Beide Lords sind im Dunkel verschwunden. Pfarrer Arnesohn, Torarin und Frederik steigen die Schiffsleiter herunter.

Arnesohn

unten angelangt

Wo sind sie?

Torarin

Fort!

Frederik

Ihr habt sie auch gesehn
und sie gehört, sonst sagt' ich wohl, drei Teufel
hätten hier eine Sterbende belauert
und sei'n vor Euch, Herr Pfarrer, abgestrichen.

Arnesohn

Dies war kein Spuk.

Torarin

Dies war kein Spuk. Und wißt,
die Stimme hab' ich irgendwo gehört.

Frederik

Ich auch, bei Gott!

Torarin

Und wo? Wir wissen's beide.

Arnesohn

Nach Bohus, Torarin, sogleich zum Amtmann!
Denn was noch mehr ist, wissen wir zu drein,
wir fühlen's deutlich und mit jedem Pulsschlag:
die Mörder leben, standen hier, hier, hier!
Kommt, laßt uns ihre Spur im Schnee verfolgen.

Torarin

Still, still! Was ist das? Seht dorthin, Herr Pfarrer!

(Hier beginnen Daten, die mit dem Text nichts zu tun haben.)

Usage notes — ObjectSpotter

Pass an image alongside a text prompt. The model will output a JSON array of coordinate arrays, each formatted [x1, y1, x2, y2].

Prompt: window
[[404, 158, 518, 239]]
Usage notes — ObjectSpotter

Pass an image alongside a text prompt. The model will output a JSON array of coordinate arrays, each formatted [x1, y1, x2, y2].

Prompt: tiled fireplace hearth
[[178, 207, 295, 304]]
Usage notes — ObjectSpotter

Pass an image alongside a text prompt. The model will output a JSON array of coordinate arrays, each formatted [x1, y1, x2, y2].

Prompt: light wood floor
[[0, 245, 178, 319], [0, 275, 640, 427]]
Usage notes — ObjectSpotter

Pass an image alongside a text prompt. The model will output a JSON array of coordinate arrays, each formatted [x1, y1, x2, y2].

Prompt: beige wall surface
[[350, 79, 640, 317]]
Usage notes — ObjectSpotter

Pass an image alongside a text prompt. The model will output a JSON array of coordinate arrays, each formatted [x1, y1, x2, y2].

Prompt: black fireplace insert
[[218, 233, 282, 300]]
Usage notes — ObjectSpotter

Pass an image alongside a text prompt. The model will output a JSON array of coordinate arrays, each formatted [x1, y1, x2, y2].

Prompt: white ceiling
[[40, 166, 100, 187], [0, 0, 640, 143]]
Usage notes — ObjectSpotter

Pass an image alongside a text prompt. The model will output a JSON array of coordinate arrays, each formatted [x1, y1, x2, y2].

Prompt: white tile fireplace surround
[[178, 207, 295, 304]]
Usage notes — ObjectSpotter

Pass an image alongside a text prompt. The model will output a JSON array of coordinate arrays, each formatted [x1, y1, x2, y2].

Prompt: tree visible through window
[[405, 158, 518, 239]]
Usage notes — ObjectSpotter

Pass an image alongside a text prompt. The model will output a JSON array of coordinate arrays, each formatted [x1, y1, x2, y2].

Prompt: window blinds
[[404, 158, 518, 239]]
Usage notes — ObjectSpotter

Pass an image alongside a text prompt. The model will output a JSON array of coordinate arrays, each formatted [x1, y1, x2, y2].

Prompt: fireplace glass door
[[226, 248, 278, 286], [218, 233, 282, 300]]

Durch die Mondhelle kommt Elsalil. Sie scheint mehr in der Luft tastend und einer Witterung nachgehend, als mit den Augen etwas zu suchen. Der Mond beleuchtet sie schemenhaft. Sie ist dürftig gekleidet. Unten ein dünnes, kurzes Röckchen, über die schmalen Schultern ein Umschlagetuch gezogen. Ihr Haar hängt offen herab.

Arnesohn

O Torarin! Oh, was ist das? Oh, oh!
Was siehst du? Frag nicht, was ich sehe! Frag nicht.

Torarin

Ist es 'ne arme, ruhelose Seele,
dem Grab entstiegen?

Arnesohn

Berghild!?

Torarin

Eben schlug
die Uhr am Turm zu Marstrand Mitternacht.

Arnesohn

Berghild!

Frederik

Nein, Elsalil ist's, deine Nichte.

Torarin

Bei meiner Seelenseligkeit, sie ist's.
Was tut sie hier? Und wohin geht sie?

Arnesohn

Still,
nicht wecken, denn sie schläft! Nur jetzt kein Anruf!
Merkt Ihr nun selbst, was ich Euch sagte, wie?
Bei Gott, sie treibt geheimnisvolle Arbeit
im harten, schweren Dienste der Vergeltung.
Zart und zerbrechlich scheint sie, doch im Schwachen stark
ist unser Gott. Er macht der Kinder Fuß
wie Schicksalsschlag zermalmend. Wehe dem,
den sie verfolgt und der nach ihr zurückblickt!
Ihr weisend Fingerlein: das Weltgericht! –
Ihr Wink: und alles bebt vom Jüngsten Tage!